Presenting hard data in an insightful and interesting manner is very difficult. Malcolm Gladwell and Jim Collins do so by telling compelling stories, the New York Times, while using stories, also does it through clever infographics.
Forrester have just published an interesting piece of work on the Groundswell blog I encourage you to check out, not only because it’s well presented, but because it should provide some useful insight for KM folk.
The useful insight (theirs not mine)
Forrester have put together a little tool which profiles how different people use social technologies and provides hard data as to use within different age groups & countries (included below). Have a play, its fun, but before you do, reading about the different user profiles will help your understanding.
Okay, now that you’ve enjoyed yourself here’s what I think it means for KM.
In general, the use of social technologies is increasing, but adoption rates vary significantly in differrent countries. For a global firm that will colour your adoption rates and should inform how you deploy social tools. The Germans just aren’t adopting these tools as much as others in Europe. Italy might be your best bet for a pilot of new tools.
Further, age makes a huge different in terms of correlation with a profile. The younger you are, the higher up the ladder you’re likely to be. Funny how those with the least experience are the most eager to share. Seems like a characteristic to nurture.
While the survey was not aimed at lawyers, I believe the results can reasonably be extrapolated to lawyers in their respective countries.
In terms of the different social profiles, here’s my view of what the results mean:
A smallish group, the desire to contribute raw content is not pervasive. While it might not be an area to devote a huge amount of time, it might be worthwhile to consider giving the young’uns access to these tools so that they can share experience with their peers (i.e. trainee to trainee rather than trainee to partner). It may not be PLC quality knowledge, but it might not need to be. In fact, the younger lawyers may be much closer to the knowledge that needs sharing than the Partners (who should be the grunt work).

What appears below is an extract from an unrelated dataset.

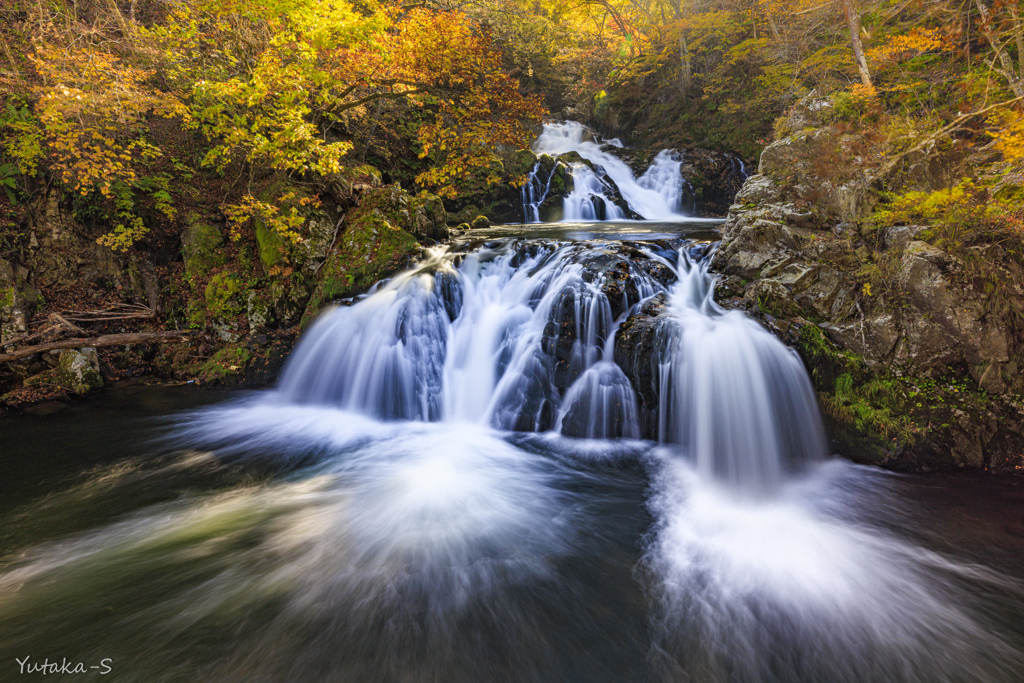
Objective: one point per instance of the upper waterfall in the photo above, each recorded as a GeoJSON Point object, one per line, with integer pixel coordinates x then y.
{"type": "Point", "coordinates": [654, 196]}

Commenting on other content is more popular than raw content creation. Tools aimed at capturing knowledge through comments, contributions to wiki articles, content ratings & discussions seem likely to see real use. Again, age plays a big impact in terms of adoption, but arguably, it’s the less experienced who need the tools and are most amenable to KM indoctrination.
Teach them early and often and they just might develop some good habits.
The least popular of all tools, this area just isn’t going to give you as much adoption for your money. Tagging it seems, is for a select group of people. This is a little disappointing (since I obsessively use Delicious) but sometimes the truth hurts. I’d include the users of a number of the classical KM tools in this category as it’s often about profiling existing content.
People like Facebook apparently and of all the profiles that “participate” in the use of social tools, this is the most popular area. Still, a “Facebook for the Enterprise” sounds pretty lame, and I’m not sure there’s a latent desire for KM tools in this space among end-users.
If there is, my sense is that it would need to feel fun and light. What might that look like?
My guess? Not like Sharepoint’s My Site.
Passive consumers, they read things based on interest. Content is king, spend money on PSLs or creating tools for the producers, this lot (tend to be older) aren’t likely to contribute anything.
When you’re this experienced who needs to listen to the views of others? Cater to the needs of others, at most this group aren’t likely to share knowledge using any tool other writing a document or sending an email.